To better understand the mechanisms associated with G glycoprotein depression of respiratory rates, mice were intraperitoneally (i.p.) administered 10 μg of anti-SP (clone NC1/34; PharMingen, San Diego, Calif.) or anti-G glycoprotein (clone131-2G) or anti-CX3CR1 (clone 2A9-1; MBL, Nagoya, Japan) monoclonal antibodies diluted in PBS prior to treatment with 100 nM G glycoprotein (Fig. 2). Eight mice were examined for each treatment. Neither PBS nor 10 μg of anti-F glycoprotein monoclonal antibody altered the G glycoprotein-associated reduction in respiratory rates (Fig. 2A). In contrast, treatment with anti-G glycoprotein (Fig. 2A), anti-SP (Fig. 2B), or anti-CX3CR1 monoclonal antibodies (Fig. 2C) abolished G glycoprotein-associated reduction in respiratory rates. A study of SP levels in cell-free bronchoalveolar lavage (BAL) specimens from the monoclonal antibody-treated mice supports the role of SP in G glycoprotein-mediated reduction in respiratory rates. SP levels in cell-free BAL fluid were analyzed by a competitive enzyme-linked immunoassay kit per the manufacturer's instructions (Cayman Chemical, Ann Arbor, Mich.) as previously described (46). The assay is based on the competition between free SP and an SP tracer for a limited number of SP-specific binding sites. SP levels were examined prior to treatment and between 1 and 2 h posttreatment. The baseline level of SP in BAL specimens from naïve or PBS-treated naïve mice ranged from 200 to 350 pg/ml. SP levels posttreatment with 10 nM G glycoprotein increased slightly and ranged from 300 to 750 pg/ml; however, SP levels dramatically increased to 2,200 to 2,800 pg/ml in mice treated with 100 nM G glycoprotein. In contrast, SP levels were considerably reduced in 100 nM G glycoprotein-treated mice pretreated with anti-SP (250 to 500 pg/ml), anti-G glycoprotein (400 to 800 pg/ml), or anti-CX3CR1 (250 to 800 pg/ml). These results indicate that G glycoprotein treatment induces SP through CX3CR1 and that SP expression contributes to lower respiratory rates.

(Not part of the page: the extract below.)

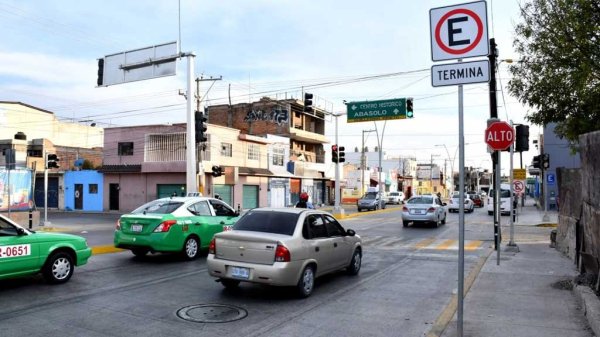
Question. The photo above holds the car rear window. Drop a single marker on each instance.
(420, 200)
(268, 222)
(158, 207)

To determine if the G glycoprotein-associated reduction in respiratory rates was linked to the CX3C motif in G glycoprotein, we examined the respiratory rates in mice given (i.v.) 100 nM FKN (R&D Systems, Minneapolis, Minn.) or 100 nM RSV G glycoproteins with mutations at the CX3C motif, i.e., a deletion in the CX3C motif (GDCYS) or an Ala insertion in the CX3C motif (G-CX4C) (Fig. 3). Purified G glycoprotein mutants, i.e., GDCYS and G-CX4C, were prepared from Vero cells stably transfected with plasmid DNA encoding the G glycoprotein mutants under G418 selection as previously described (44). As hypothesized, FKN-treated mice had reduced respiratory rates beginning at 2.0 h posttreatment that lasted through 4 h posttreatment, while the mutated G glycoproteins (GDCYS and G-CX4C) showed no reduction in respiratory rates (Fig. 3). The slight decrease in respiratory rates that occurred with G-CX4C treatment suggests that addition of an Ala residue to the CX3C motif does not completely inhibit CX3CR1 interaction. This is similar to earlier results showing that G glycoprotein peptides lacking a CX3C motif did not block G glycoprotein or FKN binding to CX3CR1 but that a peptide with a CX4C motif partially blocked G glycoprotein or FKN binding to CX3CR1 (44). The SP levels in BAL specimens of mice treated with the G-CX4C protein were between 1,600 and 2,000 pg/ml, and those for mice treated with GDCYS were between 800 and 1,100 pg/ml, demonstrating that alteration of the CX3C motif in the G glycoprotein results in less SP production. As noted above, the baseline levels of SP are 200 to 350 pg/ml in naïve mice and 2,200 to 2,800 pg/ml in mice treated with intact G glycoprotein.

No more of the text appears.